Pour ma part, il m'intéresserait de savoir comment sera prise en compte la qualité particulière du logement, cet élément qui fait varier un loyer autant que sa localisation ou sa taille, comment les loyers correspondront alors aux critères réels du marché ?

Le futur proche nous dira comment le Gouvernement compte agir, il nous indiquera également s'il entend soutenir financièrement les observatoires dans cette recherche éperdue du loyer encadré-bloqué, à moins que les collectivités ne soient appelées en renfort, et un futur plus lointain nous dira s'il en est du décret et de la loi de 2013 comme celle de 1989, une faillite pour la production de logements et une des causes du déficit locatif constaté dans les zones tendues.

Ce n'est absolument pas ce que nous souhaitons, mais c'est le danger qui risque de naître.

Bien naturellement, nous voterons cette subvention de 85.312 euros allouée à l'O.L.A.P.

Merci de votre attention.

M. Christophe NAJDOVSKI, adjoint, président. - Pour vous répondre, la parole à M. Jean-Yves MANO.

M. Jean-Yves MANO, adjoint, au nom de la 8e Commission. - Si j'en doutais, les représentantes de la Chambre des propriétaires se trouvent un défenseur dans notre assemblée en la personne de M. DUBUS ; M. DUBUS défend la propriété privée, M. DUBUS défend les intérêts des propriétaires privés !
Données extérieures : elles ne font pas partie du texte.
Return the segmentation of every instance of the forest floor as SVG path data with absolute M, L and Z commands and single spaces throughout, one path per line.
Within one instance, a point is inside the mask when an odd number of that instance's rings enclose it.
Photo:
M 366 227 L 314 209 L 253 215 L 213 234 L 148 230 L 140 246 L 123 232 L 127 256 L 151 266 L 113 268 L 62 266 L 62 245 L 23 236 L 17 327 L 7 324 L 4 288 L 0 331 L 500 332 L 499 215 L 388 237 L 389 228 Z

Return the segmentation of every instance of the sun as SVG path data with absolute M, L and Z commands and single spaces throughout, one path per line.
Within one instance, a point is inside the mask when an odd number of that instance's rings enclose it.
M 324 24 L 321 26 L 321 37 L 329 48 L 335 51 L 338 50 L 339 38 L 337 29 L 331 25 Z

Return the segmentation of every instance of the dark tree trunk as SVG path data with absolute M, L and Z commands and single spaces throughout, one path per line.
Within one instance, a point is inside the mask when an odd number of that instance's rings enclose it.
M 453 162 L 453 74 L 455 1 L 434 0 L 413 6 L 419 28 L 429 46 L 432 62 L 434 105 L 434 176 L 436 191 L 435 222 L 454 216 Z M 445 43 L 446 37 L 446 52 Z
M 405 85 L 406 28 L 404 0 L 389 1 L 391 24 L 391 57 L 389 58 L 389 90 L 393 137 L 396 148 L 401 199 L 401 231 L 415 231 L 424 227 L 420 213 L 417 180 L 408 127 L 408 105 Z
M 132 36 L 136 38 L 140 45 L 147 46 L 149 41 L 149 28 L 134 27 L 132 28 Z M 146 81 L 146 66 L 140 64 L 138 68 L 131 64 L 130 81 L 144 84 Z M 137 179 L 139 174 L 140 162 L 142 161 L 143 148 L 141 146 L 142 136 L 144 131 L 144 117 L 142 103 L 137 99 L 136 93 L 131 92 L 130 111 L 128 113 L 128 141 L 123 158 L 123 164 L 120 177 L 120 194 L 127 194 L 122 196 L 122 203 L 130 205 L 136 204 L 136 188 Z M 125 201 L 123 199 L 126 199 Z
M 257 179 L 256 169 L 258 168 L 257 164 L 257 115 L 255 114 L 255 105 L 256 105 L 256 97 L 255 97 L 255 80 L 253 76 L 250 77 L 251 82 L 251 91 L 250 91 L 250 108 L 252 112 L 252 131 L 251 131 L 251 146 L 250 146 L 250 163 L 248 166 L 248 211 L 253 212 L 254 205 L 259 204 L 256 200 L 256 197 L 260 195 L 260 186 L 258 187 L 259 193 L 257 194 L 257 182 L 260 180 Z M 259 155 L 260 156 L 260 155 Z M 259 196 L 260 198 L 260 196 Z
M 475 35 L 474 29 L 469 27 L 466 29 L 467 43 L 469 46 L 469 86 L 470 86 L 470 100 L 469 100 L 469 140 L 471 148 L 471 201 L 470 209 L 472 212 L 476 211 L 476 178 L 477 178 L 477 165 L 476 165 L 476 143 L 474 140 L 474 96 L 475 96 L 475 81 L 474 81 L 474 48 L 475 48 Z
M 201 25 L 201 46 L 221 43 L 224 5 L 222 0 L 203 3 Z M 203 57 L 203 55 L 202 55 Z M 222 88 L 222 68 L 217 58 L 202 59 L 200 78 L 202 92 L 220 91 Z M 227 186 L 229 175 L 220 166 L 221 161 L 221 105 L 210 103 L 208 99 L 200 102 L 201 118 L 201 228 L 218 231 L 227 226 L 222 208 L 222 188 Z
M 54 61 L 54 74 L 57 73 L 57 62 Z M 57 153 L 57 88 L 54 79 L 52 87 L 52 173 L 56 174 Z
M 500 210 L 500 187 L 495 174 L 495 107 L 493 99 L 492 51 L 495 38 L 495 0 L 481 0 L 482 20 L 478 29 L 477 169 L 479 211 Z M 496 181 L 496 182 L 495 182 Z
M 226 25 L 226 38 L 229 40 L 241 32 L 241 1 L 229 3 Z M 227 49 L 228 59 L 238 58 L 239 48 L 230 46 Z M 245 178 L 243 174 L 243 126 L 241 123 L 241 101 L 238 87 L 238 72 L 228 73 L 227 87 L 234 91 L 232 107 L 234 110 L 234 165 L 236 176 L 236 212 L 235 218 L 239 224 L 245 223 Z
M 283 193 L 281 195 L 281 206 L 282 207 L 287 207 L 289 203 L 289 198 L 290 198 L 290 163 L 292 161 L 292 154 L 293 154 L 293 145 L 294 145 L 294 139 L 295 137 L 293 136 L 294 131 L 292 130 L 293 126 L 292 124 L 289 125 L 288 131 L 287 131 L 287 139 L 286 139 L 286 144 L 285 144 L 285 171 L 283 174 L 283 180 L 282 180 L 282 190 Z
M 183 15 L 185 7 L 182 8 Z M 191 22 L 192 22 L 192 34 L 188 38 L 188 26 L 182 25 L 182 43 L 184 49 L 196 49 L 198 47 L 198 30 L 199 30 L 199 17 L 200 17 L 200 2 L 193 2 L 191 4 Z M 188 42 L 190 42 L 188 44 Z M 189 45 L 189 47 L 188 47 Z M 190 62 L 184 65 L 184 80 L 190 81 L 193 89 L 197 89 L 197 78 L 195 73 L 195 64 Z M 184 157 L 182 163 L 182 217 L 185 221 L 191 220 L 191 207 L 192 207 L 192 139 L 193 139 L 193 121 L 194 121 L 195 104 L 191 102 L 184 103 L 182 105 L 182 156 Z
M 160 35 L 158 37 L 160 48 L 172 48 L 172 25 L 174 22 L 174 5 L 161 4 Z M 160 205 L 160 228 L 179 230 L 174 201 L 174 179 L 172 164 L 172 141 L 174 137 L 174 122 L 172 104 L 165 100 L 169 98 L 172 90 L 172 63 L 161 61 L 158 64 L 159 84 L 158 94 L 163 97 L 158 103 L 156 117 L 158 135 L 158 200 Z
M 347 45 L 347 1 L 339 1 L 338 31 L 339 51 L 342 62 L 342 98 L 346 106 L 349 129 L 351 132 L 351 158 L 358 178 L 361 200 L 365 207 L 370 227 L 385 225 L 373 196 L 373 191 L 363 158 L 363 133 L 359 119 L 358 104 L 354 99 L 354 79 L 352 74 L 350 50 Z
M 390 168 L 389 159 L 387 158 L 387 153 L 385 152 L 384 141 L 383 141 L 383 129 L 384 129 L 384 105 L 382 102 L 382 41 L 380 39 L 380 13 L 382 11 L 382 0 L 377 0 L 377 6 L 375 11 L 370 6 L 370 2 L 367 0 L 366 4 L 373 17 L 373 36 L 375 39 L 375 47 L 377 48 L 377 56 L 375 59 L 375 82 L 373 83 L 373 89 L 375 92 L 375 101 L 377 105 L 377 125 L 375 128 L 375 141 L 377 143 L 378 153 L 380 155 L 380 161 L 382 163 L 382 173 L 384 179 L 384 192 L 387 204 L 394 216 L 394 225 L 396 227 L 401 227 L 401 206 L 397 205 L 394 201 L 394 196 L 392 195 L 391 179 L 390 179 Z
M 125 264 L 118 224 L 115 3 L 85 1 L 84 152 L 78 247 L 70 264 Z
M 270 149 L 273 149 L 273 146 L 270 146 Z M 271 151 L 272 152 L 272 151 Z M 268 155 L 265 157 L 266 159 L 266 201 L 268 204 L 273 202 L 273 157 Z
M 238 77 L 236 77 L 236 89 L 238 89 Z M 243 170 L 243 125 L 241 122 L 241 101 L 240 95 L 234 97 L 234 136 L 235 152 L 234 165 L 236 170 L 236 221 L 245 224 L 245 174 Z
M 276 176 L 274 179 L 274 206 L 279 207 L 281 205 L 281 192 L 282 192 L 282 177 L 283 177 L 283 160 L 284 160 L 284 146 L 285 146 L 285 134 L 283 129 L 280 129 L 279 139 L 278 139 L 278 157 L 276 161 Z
La limitation des loyers, l?encadrement des loyers sont des mots qu'il ne peut supporter et donc, au nom d?un libéralisme dont il se fait le défenseur permanent, atteinte à tout encadrement des loyers, pourtant perçus comme nécessaire par 67  % des Français qui ne sont pas propriétaires et qui voient, année après année, l'effort qu'ils doivent contraindre, par rapport à leurs revenus, eh bien, ma foi, augmenter et les mettre, pour beaucoup d'entre eux, dans une situation difficile.

Vous savez, Monsieur DUBUS, vous estimez qu'à Paris 20 % de rotation dans le parc privé, c?est faible. Non, c'est important. Et pourquoi cela tourne beaucoup ? Parce que les loyers sont trop chers et que les personnes ne peuvent plus payer leur loyer et sont obligées de partir ailleurs, d'où la nécessité, et la conclusion que j?en tire, la nécessité absolue d?encadrer les loyers et de limiter les prix avec des loyers plafonds.

Voyez-vous, si par hasard j?étais en responsabilité, je crois que j'irais encore plus que loin que la Ministre : je donnerai des prix plafonds des loyers pratiqués comme acceptables à la fois pour justifier l'investissement du propriétaire et, en même temps, limiter les abus car, oui, à Paris, trop de propriétaires ont des pratiques qui sont des abus manifestes, notables et scandaleux par rapport au prix de leurs locations.

Eh bien, oui, je proposerais entre 15 et 22 euros le mètre carré, prix pratiqués par les propriétaires institutionnels et sérieux ou les petits propriétaires sérieux. Voilà ce que j'appliquerais sur le territoire parisien et je limiterais les petites surfaces à 25 euros le mètre carré. Au-delà, je considère ceci comme une exploitation scandaleuse de la misère humaine.

Voilà ce que je ferais si j'étais en responsabilité.

Voyez-vous, il vaut mieux que vous ayez Mme Cécile DUFLOT comme Ministre du Logement, mais je vous remercie quand même du soutien que vous apportez à l'O.L.A.P. qui est un élément essentiel, me semble-t-il, à la régulation des loyers dans l'avenir.

M. Christophe NAJDOVSKI, adjoint, président. - Je mets aux voix, à main levée, le projet de délibération DLH 102.

Qui est pour ?

Qui est contre ?

Abstentions ?

Le projet de délibération est adopté. (2012, DLH 102).